Charles Leadbeater
Specialty
global learning, role of education, society in the digital ageOrganisation:
Rockwool Foundation, System Innovation Initiative, Copenhagen; former advisor to Tony Blair’s governmentCountry:
United KingdomExperience:
30 years of work with governments around the world to promote innovationCharles Leadbeater works with entrepreneurs, governments, cities and foundations around the world on to promote innovation with purpose.
Over the past ten years he has published a string of influential reports on the changes needed in education to equip students with the agency needed for a world of rapid transitions. In Learning from the Extremes he explored how way social entrepreneurs are using technology to create new approaches to learning in the poorest parts of the developing world. The Problem Solvers examines the skills young people will need to thrive in an uncertain, creative and entrepreneurial economy in which machines with artificial intelligence may well be capable of doing many routine jobs.
Charles was an adviser in Tony Blair’s government Policy Unit on the knowledge driven economy. He drafted the UK Government’s White Paper – Our Competitive Future: Building the Knowledge Driven Economy, one of the first policy papers in the world to argue that advanced economies would become increasingly dependent upon innovation for growth.
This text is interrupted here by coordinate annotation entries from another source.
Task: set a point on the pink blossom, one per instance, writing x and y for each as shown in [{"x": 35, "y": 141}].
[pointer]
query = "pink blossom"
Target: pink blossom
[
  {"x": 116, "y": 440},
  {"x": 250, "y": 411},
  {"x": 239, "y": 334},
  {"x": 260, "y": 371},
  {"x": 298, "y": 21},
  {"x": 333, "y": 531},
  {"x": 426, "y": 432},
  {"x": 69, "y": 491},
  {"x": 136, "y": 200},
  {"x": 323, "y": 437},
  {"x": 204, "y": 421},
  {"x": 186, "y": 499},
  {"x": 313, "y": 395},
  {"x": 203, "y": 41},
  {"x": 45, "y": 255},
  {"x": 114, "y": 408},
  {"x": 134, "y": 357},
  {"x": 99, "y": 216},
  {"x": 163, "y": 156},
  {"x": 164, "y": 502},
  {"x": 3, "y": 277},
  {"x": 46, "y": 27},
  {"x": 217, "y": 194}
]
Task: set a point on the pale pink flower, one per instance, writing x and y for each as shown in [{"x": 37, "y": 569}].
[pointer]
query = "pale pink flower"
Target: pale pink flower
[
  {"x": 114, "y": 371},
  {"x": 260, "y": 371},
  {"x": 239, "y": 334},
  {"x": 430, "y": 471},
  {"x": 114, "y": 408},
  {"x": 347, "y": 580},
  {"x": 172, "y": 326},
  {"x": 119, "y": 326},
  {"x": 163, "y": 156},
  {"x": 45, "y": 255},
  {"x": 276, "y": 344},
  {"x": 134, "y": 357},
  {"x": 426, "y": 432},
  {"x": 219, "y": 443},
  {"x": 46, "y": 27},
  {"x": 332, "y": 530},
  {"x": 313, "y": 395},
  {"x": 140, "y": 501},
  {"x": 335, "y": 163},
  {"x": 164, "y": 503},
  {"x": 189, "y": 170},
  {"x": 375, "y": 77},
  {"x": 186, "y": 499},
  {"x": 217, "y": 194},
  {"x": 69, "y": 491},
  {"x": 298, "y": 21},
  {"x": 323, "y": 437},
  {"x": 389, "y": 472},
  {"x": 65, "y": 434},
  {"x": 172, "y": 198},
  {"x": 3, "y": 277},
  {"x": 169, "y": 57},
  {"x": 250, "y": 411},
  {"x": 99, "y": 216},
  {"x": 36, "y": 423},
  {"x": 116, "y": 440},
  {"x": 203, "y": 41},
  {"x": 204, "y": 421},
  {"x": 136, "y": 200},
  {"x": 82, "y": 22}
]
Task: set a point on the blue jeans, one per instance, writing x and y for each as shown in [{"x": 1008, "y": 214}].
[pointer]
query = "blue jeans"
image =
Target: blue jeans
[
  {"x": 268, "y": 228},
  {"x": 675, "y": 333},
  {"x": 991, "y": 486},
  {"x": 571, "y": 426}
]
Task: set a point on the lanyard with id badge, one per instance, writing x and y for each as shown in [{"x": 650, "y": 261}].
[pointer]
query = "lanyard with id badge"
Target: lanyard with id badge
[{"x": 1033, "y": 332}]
He went on to advise a range of governments on long term strategy. As a visiting Professor at the Institute for Innovation and Public Purpose he advised the British government and the European Union on how to organize innovation to meet big societal challenges through his work on a commission on Mission Oriented Innovation.
He is the author of several internationally renowned books, among them Living on Thin Air, which explores the rise of the knowledge driven economy and We-Think: mass innovation not mass production, which examines how the web was enabling creative collaboration across a wide range of fields. His book, The Frugal Innovator, is an account of how lean, simple, clean and social self-help innovations are providing new solutions in health, energy, water and housing in the developing world. He was one of the first people in the world to write about social entrepreneurship in his 1997 report The Rise of the Social Entrepreneur.
Accenture, the management consultancy ranked him one of the top management thinkers in the world, and the Financial Times said he was the outstanding innovation expert in the UK. He is a Life Fellow of the Royal Society of the Arts in London.